Seringue, pour prélever, ce sang, que l’on verse si facilement…
(Image source Wikipédia)
OU ALLONS-NOUS PUISQUE…
Où allons-nous, puisque notre sang ne nous appartient plus, puisqu’il est tombé comme un chef-d’œuvre dans le domaine public, puisqu’il est la proie du jour, des expériences, de la curiosité, puisqu’on l’achète et qu’on le donne, puisqu’il est monnaie d’échange, puisqu’on le verse, qu’on le prélève, qu’on l’altère, qu’on le corrompt et qu’on le croise !
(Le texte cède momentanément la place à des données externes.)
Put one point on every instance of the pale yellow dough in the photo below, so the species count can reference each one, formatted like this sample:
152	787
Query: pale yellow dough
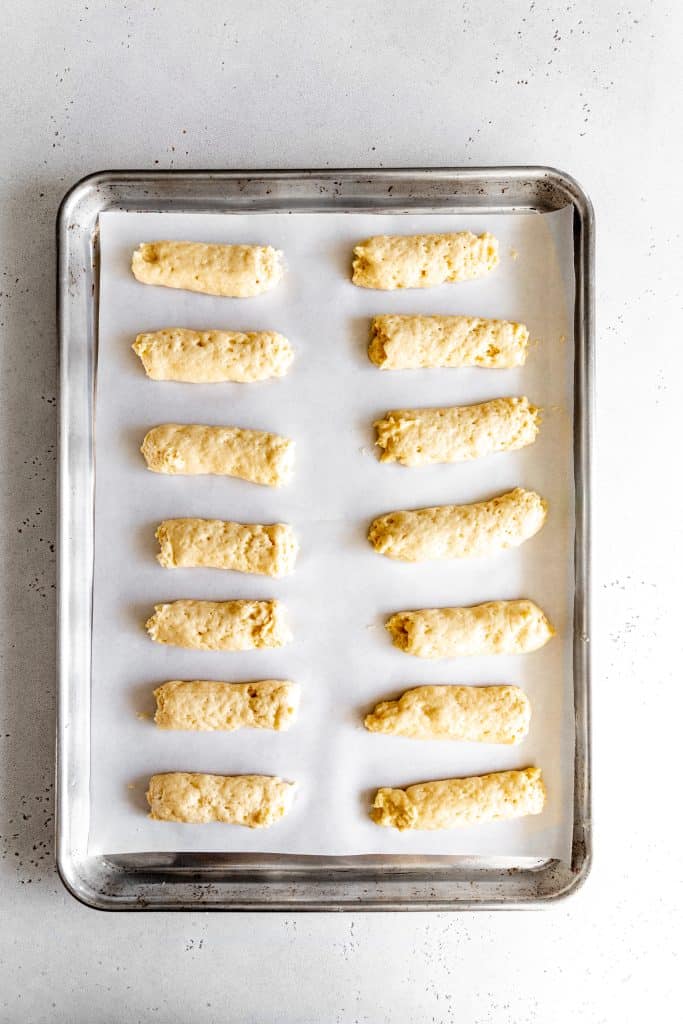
236	271
391	261
452	803
255	801
412	342
460	530
425	436
267	550
219	625
206	706
479	714
213	356
191	449
494	628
Ce sang si beau, si personnel, si jalousement défendu ; ce charme concédé à la naissance pour n’être restitué qu’à la mort ; ce chaud confident ; ce magicien aux errants sortilèges ; cette résille aux mille chantantes mailles qui nous retenait vivant et prisonniers ; ce vaste piège amoureux du cœur, sa proie et sa raison d’être ; ce circuit sans fin, sans rupture ; ce chant sans pause ; cette chaîne continue et fragmentée ; cette cadence empruntée aux astres ; cette fluidité plus vive que l’eau, plus substantielle que le vin ; ce trésor sans cesse épanché, rubis sur rubis ; ce fourmillements d’atomes ; cette lutte constante et disciplinée ; cette suave paix née d’incessants conflits ; ce sang, le voici découvert, le voici prostitué puisqu’on le prend à un être pour l’incorporer à un autre.
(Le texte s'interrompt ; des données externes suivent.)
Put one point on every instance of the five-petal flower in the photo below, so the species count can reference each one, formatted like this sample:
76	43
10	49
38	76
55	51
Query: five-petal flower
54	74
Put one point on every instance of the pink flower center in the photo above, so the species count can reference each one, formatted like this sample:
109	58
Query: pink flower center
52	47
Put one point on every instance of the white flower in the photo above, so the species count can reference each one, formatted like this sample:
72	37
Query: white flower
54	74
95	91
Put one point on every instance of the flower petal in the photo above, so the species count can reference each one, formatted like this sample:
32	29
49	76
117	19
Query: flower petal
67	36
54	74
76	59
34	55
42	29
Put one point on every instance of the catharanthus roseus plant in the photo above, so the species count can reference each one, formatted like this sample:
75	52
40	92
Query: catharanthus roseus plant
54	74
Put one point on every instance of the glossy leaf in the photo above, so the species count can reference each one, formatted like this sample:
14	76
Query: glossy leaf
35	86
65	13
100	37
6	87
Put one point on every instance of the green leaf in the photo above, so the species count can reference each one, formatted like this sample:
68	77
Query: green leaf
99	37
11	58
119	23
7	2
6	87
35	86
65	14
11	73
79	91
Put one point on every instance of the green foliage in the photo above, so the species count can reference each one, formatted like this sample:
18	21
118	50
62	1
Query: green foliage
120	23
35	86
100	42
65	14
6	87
Fleuve qui n’étier point fait pour couler à ciel ouvert, mais dans l’ombre épaisse de l’homme, comment supportez-vous cette intrusion ? Quelles images naissent dans vos souterraines demeures ? Quels hôtes nouveaux vous habitent ? Le singe, le chien, et pis encore, le passant, nagent aveugles dans votre pourpre. Flottent-ils inconscients, mais nutritifs, présents mais annihilés ? Ou bien gardent-ils, lentement mêler aux vôtres, leurs instincts ? Sang malade qu’ils ont guéri à qui appartenez-vous désormais ? Vous carriez attachés ensemble, Hyde et Jekyll, Wilson et Poe. Haine, accord ou complicité, le pire mal n’est-il pas de ne plus savoir de quel cœur étranger jaillissent désormais vos peines et vos amours ?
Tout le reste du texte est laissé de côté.